Es un ejercicio estéril y frustrante, más propio de mentes fantasiosas y obtusas, elucubrar sobre los acontecimientos que pudieran haber sido, pero que no ocurrieron nunca y que no podrán ocurrir jamás. No existe pregunta menos juiciosa que la que uno se interroga sobre lo que no sucedió ni sucederá. Los acontecimientos redundan infinitamente en el tiempo, repitiéndose sin descanso una y otra vez, incapaces de alterarse y escapar de su propio ordenamiento. Sin embargo, ahora que mi entendimiento decae, estas cavilaciones entretienen los ratos de indolencia, que son más que los de trabajo. Desde hace tiempo me persiguen insistentes las mismas ociosas preguntas: ¿Qué hubiera pasado si Marco Antonio hubiera vencido a Cayo Octavio en la crucial batalla de Accio [2]? ¿Qué hubiera pasado si la odiosa dinastía Julia no hubiera gobernado en Roma y en su lugar se hubiera impuesto la dinastía Antonia?
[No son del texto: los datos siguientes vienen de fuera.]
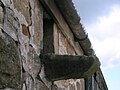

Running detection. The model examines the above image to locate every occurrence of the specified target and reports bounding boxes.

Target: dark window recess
[42,18,54,54]
[85,76,93,90]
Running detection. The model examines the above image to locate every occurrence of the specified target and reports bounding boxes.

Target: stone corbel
[40,53,100,81]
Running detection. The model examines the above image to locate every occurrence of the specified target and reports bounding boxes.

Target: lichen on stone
[0,33,21,89]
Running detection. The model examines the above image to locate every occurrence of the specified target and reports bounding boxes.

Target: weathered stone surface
[40,53,100,81]
[51,84,58,90]
[54,80,72,90]
[27,46,41,78]
[76,82,81,90]
[3,7,19,41]
[13,0,31,25]
[0,88,15,90]
[39,65,52,88]
[35,79,49,90]
[22,72,48,90]
[59,31,68,55]
[0,1,4,28]
[29,0,43,55]
[53,22,84,90]
[24,75,34,90]
[22,45,41,82]
[69,84,75,90]
[0,0,107,90]
[0,34,21,89]
[53,23,59,54]
[53,79,84,90]
[58,28,83,55]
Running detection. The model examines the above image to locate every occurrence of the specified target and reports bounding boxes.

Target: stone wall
[51,23,85,90]
[0,0,45,89]
[0,0,85,90]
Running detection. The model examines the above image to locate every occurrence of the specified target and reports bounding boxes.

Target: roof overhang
[40,0,108,89]
[40,0,93,55]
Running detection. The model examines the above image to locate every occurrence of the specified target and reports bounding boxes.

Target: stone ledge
[40,53,100,81]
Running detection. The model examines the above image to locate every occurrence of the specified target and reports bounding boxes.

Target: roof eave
[54,0,94,56]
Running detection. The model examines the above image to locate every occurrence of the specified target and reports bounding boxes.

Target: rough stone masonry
[0,0,46,89]
[0,0,101,90]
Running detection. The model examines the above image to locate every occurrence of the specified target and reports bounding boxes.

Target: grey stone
[35,79,49,90]
[3,7,19,41]
[26,46,41,78]
[0,1,4,28]
[69,84,75,90]
[0,6,4,24]
[40,53,100,81]
[0,33,21,89]
[29,0,43,55]
[13,0,31,25]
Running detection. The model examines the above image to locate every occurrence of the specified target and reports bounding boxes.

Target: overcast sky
[73,0,120,26]
[73,0,120,90]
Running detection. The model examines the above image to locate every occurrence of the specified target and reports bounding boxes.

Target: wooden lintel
[40,53,100,81]
[40,0,83,55]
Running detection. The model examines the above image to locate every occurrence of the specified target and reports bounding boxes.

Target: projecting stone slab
[40,53,100,81]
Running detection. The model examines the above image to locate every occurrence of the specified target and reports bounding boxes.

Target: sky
[73,0,120,90]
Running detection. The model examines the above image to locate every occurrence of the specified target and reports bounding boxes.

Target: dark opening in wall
[85,76,93,90]
[42,18,54,54]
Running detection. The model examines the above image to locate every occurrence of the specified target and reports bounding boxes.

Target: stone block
[0,34,21,89]
[40,53,100,81]
[3,7,19,41]
[13,0,31,25]
[0,1,4,27]
[27,46,41,78]
[29,0,43,55]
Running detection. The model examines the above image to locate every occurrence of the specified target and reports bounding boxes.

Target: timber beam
[40,0,84,55]
[40,53,100,81]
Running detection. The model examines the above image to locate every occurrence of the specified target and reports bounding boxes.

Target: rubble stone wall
[52,23,85,90]
[0,0,85,90]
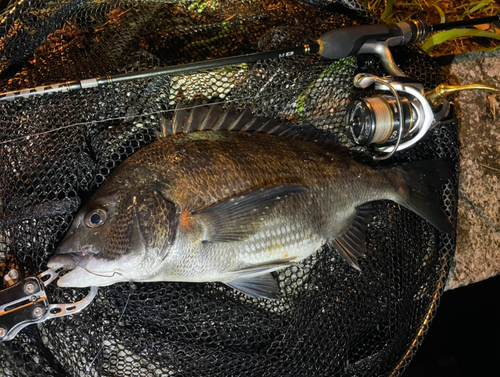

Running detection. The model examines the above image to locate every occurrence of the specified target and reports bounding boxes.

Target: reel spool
[347,95,418,147]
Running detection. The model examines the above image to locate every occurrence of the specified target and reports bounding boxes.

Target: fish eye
[86,209,107,228]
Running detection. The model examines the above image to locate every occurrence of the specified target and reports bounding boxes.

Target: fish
[48,104,454,299]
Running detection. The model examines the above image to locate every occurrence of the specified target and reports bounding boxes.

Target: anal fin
[331,203,374,271]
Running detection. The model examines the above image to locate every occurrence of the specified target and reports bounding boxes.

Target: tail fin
[387,159,455,234]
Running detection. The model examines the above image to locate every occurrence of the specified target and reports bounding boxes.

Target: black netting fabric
[0,1,458,376]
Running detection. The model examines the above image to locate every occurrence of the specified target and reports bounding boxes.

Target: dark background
[402,274,500,377]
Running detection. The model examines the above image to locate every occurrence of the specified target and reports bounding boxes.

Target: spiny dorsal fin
[213,105,239,131]
[166,104,344,152]
[240,116,266,132]
[254,119,282,134]
[185,106,209,133]
[199,105,224,131]
[227,108,254,131]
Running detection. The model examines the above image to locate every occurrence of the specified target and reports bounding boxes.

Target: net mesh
[0,1,458,376]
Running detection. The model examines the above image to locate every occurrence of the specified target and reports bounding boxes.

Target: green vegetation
[365,0,500,55]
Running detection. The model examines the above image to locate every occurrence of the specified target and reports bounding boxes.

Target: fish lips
[47,251,93,288]
[47,252,89,269]
[48,240,98,270]
[48,250,122,288]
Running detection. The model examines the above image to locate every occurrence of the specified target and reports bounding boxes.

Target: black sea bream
[48,106,453,299]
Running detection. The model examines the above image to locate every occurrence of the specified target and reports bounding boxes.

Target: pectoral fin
[193,183,307,242]
[331,204,374,271]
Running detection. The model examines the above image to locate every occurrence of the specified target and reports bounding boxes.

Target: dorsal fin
[254,120,280,134]
[213,105,239,131]
[199,105,224,131]
[166,104,345,152]
[172,107,188,134]
[184,106,209,133]
[240,117,266,132]
[227,108,254,131]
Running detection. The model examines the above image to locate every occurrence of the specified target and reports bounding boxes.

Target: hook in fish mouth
[81,269,123,278]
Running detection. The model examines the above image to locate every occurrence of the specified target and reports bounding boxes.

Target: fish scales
[125,132,383,212]
[48,106,454,299]
[103,133,366,268]
[108,132,380,271]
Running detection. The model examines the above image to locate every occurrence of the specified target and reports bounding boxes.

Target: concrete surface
[444,49,500,289]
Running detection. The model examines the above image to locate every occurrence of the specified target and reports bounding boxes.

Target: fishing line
[83,268,124,278]
[0,84,320,145]
[83,282,132,377]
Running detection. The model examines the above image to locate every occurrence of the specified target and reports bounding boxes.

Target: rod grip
[318,24,393,60]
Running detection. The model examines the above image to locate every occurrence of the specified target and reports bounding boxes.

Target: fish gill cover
[0,0,458,376]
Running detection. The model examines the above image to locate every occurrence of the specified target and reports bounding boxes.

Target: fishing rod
[0,15,498,102]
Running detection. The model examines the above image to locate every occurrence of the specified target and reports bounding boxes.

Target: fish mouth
[48,245,126,287]
[47,252,89,270]
[54,265,124,288]
[48,252,123,287]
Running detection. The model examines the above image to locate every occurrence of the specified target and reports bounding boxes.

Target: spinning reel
[345,74,499,160]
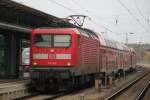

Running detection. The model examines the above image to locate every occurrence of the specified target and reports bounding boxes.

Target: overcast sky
[13,0,150,44]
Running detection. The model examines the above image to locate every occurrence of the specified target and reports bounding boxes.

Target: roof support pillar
[4,32,21,78]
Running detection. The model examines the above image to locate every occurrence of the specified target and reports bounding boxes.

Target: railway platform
[0,78,29,84]
[0,78,30,100]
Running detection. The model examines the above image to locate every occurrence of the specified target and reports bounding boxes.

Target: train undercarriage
[100,67,136,86]
[31,66,136,92]
[31,68,96,92]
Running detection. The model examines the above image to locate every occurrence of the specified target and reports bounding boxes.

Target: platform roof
[0,0,75,33]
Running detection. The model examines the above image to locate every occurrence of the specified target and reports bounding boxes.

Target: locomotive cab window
[34,34,52,47]
[34,34,71,47]
[54,35,71,47]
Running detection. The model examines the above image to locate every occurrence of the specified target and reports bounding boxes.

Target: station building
[0,0,74,78]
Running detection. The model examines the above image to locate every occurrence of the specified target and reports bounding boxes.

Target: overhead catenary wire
[117,0,150,33]
[47,0,143,41]
[71,0,117,25]
[48,0,78,14]
[134,0,149,24]
[90,20,122,34]
[48,0,120,34]
[71,0,123,34]
[73,0,150,26]
[71,0,148,43]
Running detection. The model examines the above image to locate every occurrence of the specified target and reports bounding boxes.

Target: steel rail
[16,90,74,100]
[106,72,148,100]
[18,85,91,100]
[44,91,73,100]
[136,79,150,100]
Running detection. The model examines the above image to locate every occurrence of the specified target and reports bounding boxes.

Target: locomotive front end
[30,28,78,90]
[31,34,73,67]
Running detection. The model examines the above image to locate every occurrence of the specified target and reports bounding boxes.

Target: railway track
[106,71,150,100]
[136,79,150,100]
[18,91,71,100]
[17,85,92,100]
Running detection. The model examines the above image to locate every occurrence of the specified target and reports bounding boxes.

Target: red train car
[97,34,136,77]
[30,27,136,90]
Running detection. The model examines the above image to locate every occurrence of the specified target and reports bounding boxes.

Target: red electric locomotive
[30,27,136,90]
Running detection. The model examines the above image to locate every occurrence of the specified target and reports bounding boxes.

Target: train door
[122,54,125,69]
[99,53,102,71]
[116,53,119,72]
[120,53,123,69]
[101,55,108,86]
[130,54,133,68]
[131,53,136,69]
[101,55,107,73]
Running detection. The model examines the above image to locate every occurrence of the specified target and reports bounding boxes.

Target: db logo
[49,54,56,59]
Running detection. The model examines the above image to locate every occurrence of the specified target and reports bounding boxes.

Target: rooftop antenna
[115,16,119,25]
[67,15,91,27]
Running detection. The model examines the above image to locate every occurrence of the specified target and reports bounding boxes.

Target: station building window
[0,34,5,77]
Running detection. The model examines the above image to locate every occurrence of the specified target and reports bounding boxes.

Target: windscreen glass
[34,34,71,47]
[54,35,71,47]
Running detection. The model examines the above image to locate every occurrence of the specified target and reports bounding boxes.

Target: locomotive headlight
[67,62,71,66]
[33,62,37,65]
[50,49,54,52]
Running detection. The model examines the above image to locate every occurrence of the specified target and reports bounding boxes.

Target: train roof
[33,27,99,39]
[129,48,136,53]
[77,28,131,52]
[33,27,131,52]
[77,28,130,51]
[97,33,130,51]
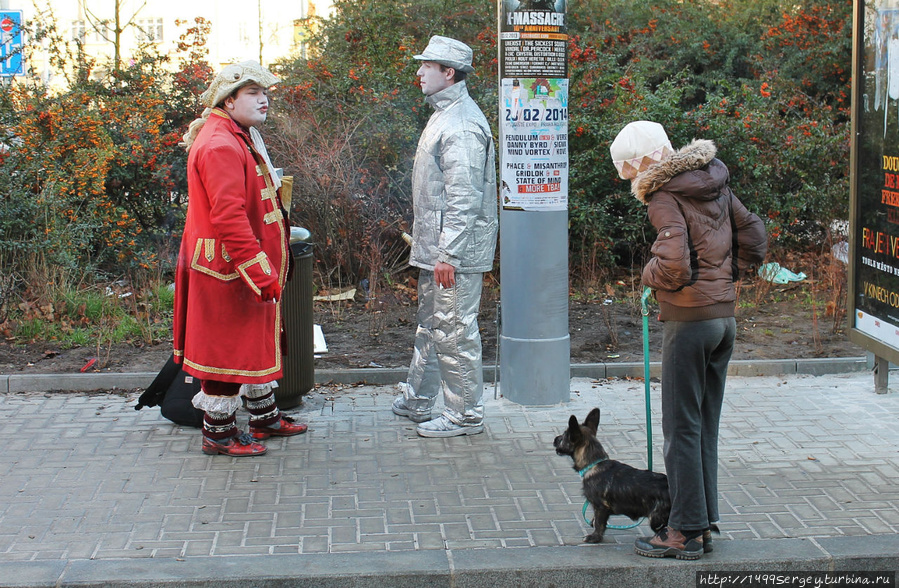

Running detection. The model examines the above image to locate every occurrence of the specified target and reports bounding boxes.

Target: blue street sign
[0,10,24,77]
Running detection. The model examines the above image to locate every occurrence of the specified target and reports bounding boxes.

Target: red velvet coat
[173,109,289,383]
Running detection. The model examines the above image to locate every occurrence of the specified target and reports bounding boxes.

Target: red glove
[256,282,282,303]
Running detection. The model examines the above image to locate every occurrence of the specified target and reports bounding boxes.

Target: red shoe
[202,432,267,456]
[249,415,308,439]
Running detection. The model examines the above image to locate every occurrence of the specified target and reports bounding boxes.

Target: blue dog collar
[578,458,606,477]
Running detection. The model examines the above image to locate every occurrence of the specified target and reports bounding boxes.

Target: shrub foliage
[267,0,850,285]
[1,0,851,298]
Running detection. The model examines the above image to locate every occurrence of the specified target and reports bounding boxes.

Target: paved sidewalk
[1,368,898,587]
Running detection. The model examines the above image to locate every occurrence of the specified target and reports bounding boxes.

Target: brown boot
[634,526,704,560]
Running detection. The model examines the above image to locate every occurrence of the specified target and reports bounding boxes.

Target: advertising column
[498,0,569,405]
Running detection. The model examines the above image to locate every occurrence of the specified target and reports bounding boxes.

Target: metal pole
[874,355,889,394]
[497,0,570,405]
[499,210,569,404]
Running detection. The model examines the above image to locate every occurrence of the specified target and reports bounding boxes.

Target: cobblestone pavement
[0,372,897,564]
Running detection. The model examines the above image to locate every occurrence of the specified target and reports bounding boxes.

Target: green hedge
[0,1,850,290]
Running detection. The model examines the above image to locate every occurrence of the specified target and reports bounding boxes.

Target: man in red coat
[175,61,306,456]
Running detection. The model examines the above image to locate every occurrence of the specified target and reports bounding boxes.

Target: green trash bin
[277,226,314,409]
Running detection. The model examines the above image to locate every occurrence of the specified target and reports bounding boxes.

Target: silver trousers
[401,270,485,425]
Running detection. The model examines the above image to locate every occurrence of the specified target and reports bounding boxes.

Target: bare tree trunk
[82,0,146,78]
[258,0,264,64]
[113,0,121,75]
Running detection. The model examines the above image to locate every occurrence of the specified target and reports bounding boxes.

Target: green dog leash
[642,285,653,473]
[581,287,655,531]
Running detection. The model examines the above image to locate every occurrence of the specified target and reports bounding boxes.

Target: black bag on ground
[135,354,204,428]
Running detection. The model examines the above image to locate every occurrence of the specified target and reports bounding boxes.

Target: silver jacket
[410,81,498,273]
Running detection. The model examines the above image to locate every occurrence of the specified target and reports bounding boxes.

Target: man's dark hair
[439,64,468,83]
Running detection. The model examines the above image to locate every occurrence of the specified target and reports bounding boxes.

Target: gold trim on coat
[190,239,240,281]
[236,251,272,295]
[182,355,282,379]
[260,186,278,202]
[263,209,283,224]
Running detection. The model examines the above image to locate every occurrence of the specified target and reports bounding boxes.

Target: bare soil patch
[0,272,863,377]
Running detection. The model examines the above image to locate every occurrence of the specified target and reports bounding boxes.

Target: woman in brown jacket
[610,121,767,559]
Séneca había nacido el año 4 a.C., gobernando Augusto, y murió el año 65 d.C., tres años antes de que Nerón se suicidara. Toda su existencia transcurrió durante el gobierno de la dinastía Julio-Claudia, bajo la cual prosperó y cayó en desgracia en diversas ocasiones. Fue Cuestor, Pretor y Senador durante los gobiernos de los emperadores Tiberio, Calígula y Claudio, además de ministro, tutor y consejero del emperador Nerón. Séneca, al contrario que Cicerón, aunque conocedor y en ocasiones víctima de los abusos del imperio, no era partidario de la reinstauración de la república, pues consideraba que entre la tiranía y el desorden era preferible la tiranía, su discernimiento no distinguía otras posibilidades. Se desconoce la fecha exacta de redacción de este texto, pero con seguridad fue escrito después de que se retirara de los asuntos públicos y abandonara Roma por temor a que Nerón, su antiguo pupilo, ordenara su muerte. Se puede entender el resentimiento que destila en todo el texto respecto a la Casa Imperial, indisimulado a pesar de su supuesto estoicismo. Séneca durante su “voluntario” destierro se instaló en su finca de Nomento y se dedicó a viajar por Italia para mantenerse suficientemente alejado de Roma, pues se sabía objeto de la obsesión asesina del emperador y de su secuaz Tigelino, pero lo bastante cerca por si lo llamaban de vuelta para salvar Roma. El texto continúa:

En Egipto conversé con un legionario veterano de las guerras civiles que había luchado en el ejército de Marco Antonio. Había sido capitán de la guardia pretoriana del general y se mantuvo leal hasta su caída. Cuando terminó la guerra su vida fue perdonada, junto con el resto de los partidarios de Marco Antonio que se rindieron, por la magnanimidad del divino Augusto. El viejo veterano me refirió que estando acuartelado el ejército en Alejandría, un discípulo de Ctesibio pidió audiencia con Marco Antonio para mostrarle los planos de un artefacto que podía inclinar la guerra definitivamente a su favor.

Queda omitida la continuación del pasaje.